Duane syndrome (DS) is a rare, congenital eye movement disorder most commonly characterized by the inability of the eye to turn out. The syndrome was first described by Jakob Stilling (1887) and Siegmund Türk (1896), and subsequently named for Alexander Duane who discussed the disorder in more detail in 1905 Other names for this condition include: Duane's Retraction Syndrome (or DR syndrome), Eye Retraction Syndrome, Retraction Syndrome, Congenital retraction syndrome and Stilling-Turk-Duane Syndrome.
DS is a miswiring of the eye muscles, causing some eye muscles to contract when they shouldn't and other eye muscles not to contract when they should. Alexandrakis G & Saunders RA  state that: In most cases, the abducens nucleus and nerve are absent or hypoplastic, and the lateral rectus muscle is innervated by a branch of the oculomotor nerve. However, there may be contributing mechanical abnormalities This view is supported by the earlier work of Hotchkiss et al who reported on the autopsy findings of two patients with Duanes syndrome. In both cases the sixth cranial nerve nucleus was absent, as was the sixth nerve, and the lateral rectus muscle was innervated by the inferior division of the third or oculomotor cranial nerve. This misdirection of nerve fibres results in opposing muscles being innervated by the same nerve. Thus, on attempted abduction, stimulation of the lateral rectus via the oculomotor nerve will be accompanied by stimulation of the opposing medial rectus via the same nerve; a muscle which works to adduct the eye. Thus, co-contraction of the muscles takes place, limiting the amount of movement achievable and also resulting in retraction of the eye into the socket
The majority of patients remain symptom free and able to maintain binocularity with only a slight face turn. Amblyopia is uncommon and, where present, rarely dense. This can be treated with occlusion, and any refractive error can also be corrected. Duane syndrome cannot be cured, as the "missing" cranial nerve cannot be replaced and, traditionally there has been no expectation that surgery will result in any increase in the range of eye movement.
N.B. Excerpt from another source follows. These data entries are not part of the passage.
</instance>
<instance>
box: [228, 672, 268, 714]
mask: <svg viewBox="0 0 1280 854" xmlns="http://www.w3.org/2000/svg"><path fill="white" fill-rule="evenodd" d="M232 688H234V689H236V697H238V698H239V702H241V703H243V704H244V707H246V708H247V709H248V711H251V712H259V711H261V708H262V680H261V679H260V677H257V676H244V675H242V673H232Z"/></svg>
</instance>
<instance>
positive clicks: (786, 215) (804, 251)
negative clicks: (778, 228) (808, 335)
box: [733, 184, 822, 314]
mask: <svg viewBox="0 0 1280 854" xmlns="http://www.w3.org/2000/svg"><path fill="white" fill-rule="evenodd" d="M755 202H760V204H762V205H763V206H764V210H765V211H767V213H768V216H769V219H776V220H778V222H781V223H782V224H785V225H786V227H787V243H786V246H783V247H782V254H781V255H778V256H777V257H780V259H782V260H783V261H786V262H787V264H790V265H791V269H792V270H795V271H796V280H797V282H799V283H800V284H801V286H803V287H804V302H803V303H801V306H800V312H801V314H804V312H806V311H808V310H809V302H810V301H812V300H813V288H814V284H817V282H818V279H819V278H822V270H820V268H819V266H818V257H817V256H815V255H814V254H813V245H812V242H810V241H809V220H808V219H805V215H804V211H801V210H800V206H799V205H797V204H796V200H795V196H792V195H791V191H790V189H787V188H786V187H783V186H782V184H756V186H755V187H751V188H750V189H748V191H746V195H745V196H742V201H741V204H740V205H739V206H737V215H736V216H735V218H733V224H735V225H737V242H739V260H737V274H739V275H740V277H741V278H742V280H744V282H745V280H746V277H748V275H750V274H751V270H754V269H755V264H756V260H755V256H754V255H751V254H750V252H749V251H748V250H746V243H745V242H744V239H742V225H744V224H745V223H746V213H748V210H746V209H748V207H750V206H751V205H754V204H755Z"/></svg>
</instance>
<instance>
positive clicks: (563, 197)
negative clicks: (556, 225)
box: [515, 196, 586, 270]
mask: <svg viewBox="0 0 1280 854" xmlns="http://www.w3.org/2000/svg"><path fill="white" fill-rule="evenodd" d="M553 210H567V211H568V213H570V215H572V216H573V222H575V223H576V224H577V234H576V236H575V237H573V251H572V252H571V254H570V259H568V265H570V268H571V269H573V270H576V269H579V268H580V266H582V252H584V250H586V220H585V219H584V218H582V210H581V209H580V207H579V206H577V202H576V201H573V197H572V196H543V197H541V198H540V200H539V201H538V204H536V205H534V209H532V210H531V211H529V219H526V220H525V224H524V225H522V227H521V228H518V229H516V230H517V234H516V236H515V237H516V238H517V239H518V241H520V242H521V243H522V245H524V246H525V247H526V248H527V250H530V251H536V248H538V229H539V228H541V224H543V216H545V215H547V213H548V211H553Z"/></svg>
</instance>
Surgical intervention, therefore, has only been recommended where the patient is unable to maintain binocularity, where they are experiencing symptoms, or where they are forced to adopt a cosmetically unsightly or uncomfortable head posture in order to maintain binocularity. The aims of surgery are to place the eye in a more central position and, thus, place the field of binocularity more centrally also, and to overcome or reduce the need for the adoption of an abnormal head posture. Occasionally surgery is not needed during childhood, but becomes appropriate later in life, as head position changes (presumably due to progressive muscle contracture).